A topological quantum field theory is Hermitian if it is both oriented and complex-valued, and orientation-reversal agrees with complex-conjugation. A field theory satisfies spin-statistics if it is both spin and super, and $360^\circ$-rotation of the spin structure agrees with the operation of flipping the signs of all fermions. We set up a framework in which these two notions are precisely analogous. In this framework, field theories are defined over $\mathrm{Vect}_{\mathbb R}$, but rather than being defined in terms of a single tangential structure, they are defined in terms of a bundle of tangential structures over $\mathrm{Spec}(\mathbb R)$. Bundles of tangential structures may be etale-locally equivalent without being equivalent, and Hermitian field theories are nothing but the field theories controlled by the unique nontrivial bundle of tangential structures that is etale-locally equivalent to Orientations. This bundle owes its existence to the fact that $\pi_1^{et}(\mathrm{Spec}(\mathbb R)) = \pi_1{BO}$. We interpret Deligne's "existence of super fiber functors" theorem as implying that in a categorification of algebraic geometry in which symmetric monoidal categories replace commutative rings, $\pi_2^{et}(\mathrm{Spec}(\mathbb R)) = \pi_2{BO}$. There are eight bundles etale-locally equivalent to Spins, one of which is distinguished; upon unpacking the meaning of that distinguished tangential structure, one arrives at field theories that are both Hermitian and satisfy spin-statistics.
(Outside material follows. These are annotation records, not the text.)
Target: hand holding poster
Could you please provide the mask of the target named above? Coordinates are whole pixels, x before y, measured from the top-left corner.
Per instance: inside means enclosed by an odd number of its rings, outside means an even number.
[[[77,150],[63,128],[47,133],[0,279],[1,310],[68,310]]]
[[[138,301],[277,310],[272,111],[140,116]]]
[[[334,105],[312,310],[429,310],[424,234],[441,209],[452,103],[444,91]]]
Finally, we formulate a notion of "reflection-positivity" and prove that if an etale-locally-oriented field theory is reflection-positive then it is necessarily Hermitian, and if an etale-locally-spin field theory is reflection-positive then it necessarily both satisfies spin-statistics and is Hermitian. The latter result is a topological version of the famous Spin-Statistics Theorem.